WE have not rested since listing,” Chin Hin Group Bhd group managing director Chiau Haw Choon declares.
Not that the integrated building materials provider intends to be idle this year. The 34-year-old Chiau indicates that this year will be more of a breather to make the most of acquisitions from its aggressive expansion strategy after listing in March 2016.
“This year, we don’t have any major acquisitions in store as it is time for us to consolidate our business and start production on the capacity we have built,” he tells The Edge in an interview.
Among the group’s acquisitions is a new autoclaved aerated concrete (AAC) plant in Kota Tinggi, Johor.
“With the plant, our AAC capacity will increase from 475,000 cu m to 1,075,000 cu m — a more than 100% increase.

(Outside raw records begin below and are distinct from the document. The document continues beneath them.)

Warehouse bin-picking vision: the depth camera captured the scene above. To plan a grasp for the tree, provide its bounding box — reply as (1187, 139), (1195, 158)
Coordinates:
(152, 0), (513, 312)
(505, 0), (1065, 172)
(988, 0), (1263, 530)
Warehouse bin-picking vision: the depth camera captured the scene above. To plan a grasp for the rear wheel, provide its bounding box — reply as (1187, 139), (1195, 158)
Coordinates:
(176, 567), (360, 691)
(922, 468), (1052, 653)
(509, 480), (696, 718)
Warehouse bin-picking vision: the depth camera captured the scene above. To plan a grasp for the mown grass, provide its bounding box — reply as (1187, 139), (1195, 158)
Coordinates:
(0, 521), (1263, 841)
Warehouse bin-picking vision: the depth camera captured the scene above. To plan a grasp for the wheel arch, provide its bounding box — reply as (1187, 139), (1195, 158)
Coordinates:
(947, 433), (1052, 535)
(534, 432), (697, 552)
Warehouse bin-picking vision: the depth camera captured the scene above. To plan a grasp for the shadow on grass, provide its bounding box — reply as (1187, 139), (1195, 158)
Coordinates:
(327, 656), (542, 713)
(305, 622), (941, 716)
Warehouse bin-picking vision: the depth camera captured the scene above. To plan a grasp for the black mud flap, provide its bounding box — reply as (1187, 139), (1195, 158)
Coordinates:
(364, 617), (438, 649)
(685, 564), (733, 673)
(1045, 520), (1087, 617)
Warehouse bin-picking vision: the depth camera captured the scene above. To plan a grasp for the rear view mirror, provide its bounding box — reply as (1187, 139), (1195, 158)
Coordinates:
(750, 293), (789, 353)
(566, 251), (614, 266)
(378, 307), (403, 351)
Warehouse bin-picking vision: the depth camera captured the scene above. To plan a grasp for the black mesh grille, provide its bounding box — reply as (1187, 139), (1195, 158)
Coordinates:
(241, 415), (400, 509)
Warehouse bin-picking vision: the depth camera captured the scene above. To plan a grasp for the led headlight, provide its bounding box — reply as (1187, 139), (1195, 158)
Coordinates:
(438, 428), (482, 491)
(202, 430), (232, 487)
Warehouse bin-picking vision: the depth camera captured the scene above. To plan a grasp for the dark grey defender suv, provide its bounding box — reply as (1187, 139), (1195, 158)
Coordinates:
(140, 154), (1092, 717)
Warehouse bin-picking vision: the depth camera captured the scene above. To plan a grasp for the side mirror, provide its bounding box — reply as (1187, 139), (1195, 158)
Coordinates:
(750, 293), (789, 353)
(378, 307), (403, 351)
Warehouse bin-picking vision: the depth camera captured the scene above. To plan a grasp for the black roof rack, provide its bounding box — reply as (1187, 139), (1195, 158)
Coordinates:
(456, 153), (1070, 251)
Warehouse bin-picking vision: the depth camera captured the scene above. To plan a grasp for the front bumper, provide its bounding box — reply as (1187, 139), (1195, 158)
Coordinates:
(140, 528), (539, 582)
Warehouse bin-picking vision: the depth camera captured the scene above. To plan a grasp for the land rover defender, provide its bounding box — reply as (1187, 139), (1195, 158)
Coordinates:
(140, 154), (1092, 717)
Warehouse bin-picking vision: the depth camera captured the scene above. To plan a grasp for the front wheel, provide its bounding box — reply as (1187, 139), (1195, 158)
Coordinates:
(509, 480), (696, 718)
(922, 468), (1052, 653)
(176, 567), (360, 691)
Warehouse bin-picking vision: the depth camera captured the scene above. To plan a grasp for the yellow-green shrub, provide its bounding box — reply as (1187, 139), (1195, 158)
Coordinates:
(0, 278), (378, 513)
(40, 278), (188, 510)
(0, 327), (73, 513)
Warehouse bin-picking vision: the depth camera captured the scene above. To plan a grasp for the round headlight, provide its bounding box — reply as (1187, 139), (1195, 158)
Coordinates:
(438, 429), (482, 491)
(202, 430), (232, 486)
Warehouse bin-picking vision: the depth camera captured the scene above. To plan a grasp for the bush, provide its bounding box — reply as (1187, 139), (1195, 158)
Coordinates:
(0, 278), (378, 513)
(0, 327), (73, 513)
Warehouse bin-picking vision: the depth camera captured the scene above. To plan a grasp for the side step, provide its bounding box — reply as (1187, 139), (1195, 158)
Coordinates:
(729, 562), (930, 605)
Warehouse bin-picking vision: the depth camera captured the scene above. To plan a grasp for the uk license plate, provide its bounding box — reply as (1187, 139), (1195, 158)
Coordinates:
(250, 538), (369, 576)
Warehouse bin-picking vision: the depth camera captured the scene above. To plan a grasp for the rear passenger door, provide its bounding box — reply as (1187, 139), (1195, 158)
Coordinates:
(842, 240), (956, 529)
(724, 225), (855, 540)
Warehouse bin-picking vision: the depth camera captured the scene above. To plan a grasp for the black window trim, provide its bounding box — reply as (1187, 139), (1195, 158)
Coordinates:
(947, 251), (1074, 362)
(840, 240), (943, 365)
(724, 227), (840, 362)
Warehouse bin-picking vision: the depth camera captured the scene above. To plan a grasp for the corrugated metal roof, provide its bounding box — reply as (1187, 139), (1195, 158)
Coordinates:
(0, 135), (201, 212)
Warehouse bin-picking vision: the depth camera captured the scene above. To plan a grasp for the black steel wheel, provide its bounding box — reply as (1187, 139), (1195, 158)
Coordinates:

“Our existing plant [in Serendah, Selangor] is already running at full capacity, so we are quite optimistic that with the additional capacity [coming] onstream, it will aid our bottom-line growth.”

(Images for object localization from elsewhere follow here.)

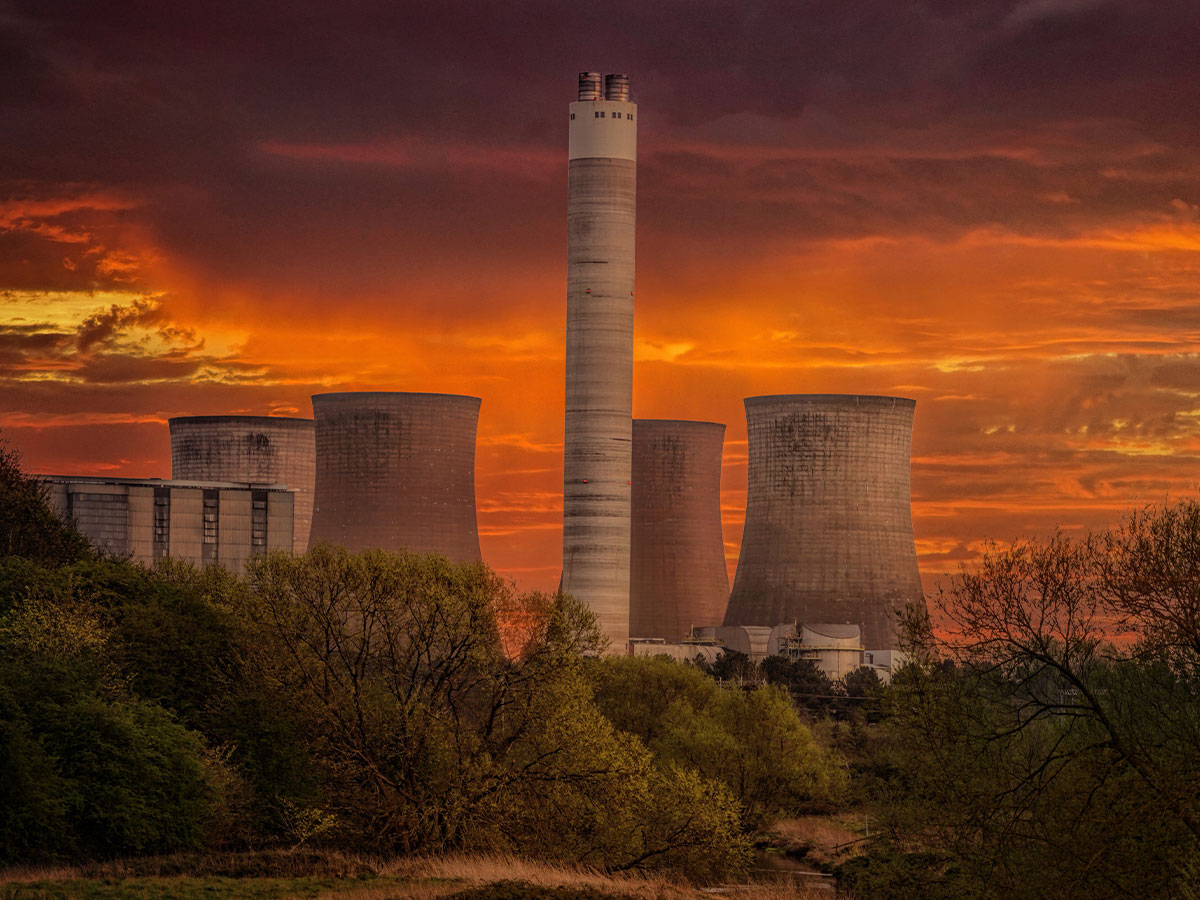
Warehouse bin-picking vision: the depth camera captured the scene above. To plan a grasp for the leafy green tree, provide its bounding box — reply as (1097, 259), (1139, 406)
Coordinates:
(239, 546), (746, 877)
(589, 656), (845, 828)
(0, 573), (214, 862)
(846, 500), (1200, 899)
(0, 438), (91, 565)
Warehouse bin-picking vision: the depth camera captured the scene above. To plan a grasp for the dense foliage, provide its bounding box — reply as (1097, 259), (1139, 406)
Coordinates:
(0, 448), (750, 881)
(844, 500), (1200, 900)
(589, 656), (845, 828)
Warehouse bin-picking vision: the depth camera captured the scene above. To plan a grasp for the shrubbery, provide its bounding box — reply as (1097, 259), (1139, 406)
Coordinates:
(0, 444), (772, 880)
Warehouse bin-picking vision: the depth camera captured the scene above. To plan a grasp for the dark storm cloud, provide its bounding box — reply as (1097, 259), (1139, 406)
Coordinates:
(0, 0), (1200, 306)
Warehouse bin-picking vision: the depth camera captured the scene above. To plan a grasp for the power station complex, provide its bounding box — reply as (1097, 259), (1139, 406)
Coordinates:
(35, 72), (924, 673)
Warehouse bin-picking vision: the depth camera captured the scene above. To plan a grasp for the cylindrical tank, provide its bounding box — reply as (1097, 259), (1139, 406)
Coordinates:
(629, 419), (730, 641)
(580, 72), (604, 100)
(310, 391), (480, 563)
(167, 415), (316, 553)
(562, 70), (637, 653)
(604, 74), (629, 101)
(725, 394), (924, 650)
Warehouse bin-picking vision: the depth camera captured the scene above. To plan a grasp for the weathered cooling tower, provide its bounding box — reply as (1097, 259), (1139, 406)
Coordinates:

(AAC products are lighter in weight compared with regular concrete, and Chin Hin’s subsidiary, Starken AAC Sdn Bhd, specialises in the manufacturing of AAC products as an alternative to cement bricks and clay bricks.)
Chiau is looking for double-digit earnings growth for the financial year ending Dec 31 this year mainly from its bread-and-butter manufacturing business.
Apart from AAC, the group manufactures precast concrete, ready-mixed concrete, fire rated doors, wire mesh and metal roofing systems. Its 4,000 customers range from small hardware shops to major property developers.
Earnings are also expected from its maiden prefabricated modular building system. Recall that last December, the group announced it will be constructing an integrated workers complex in Pengerang, Johor, for RM238.3 million.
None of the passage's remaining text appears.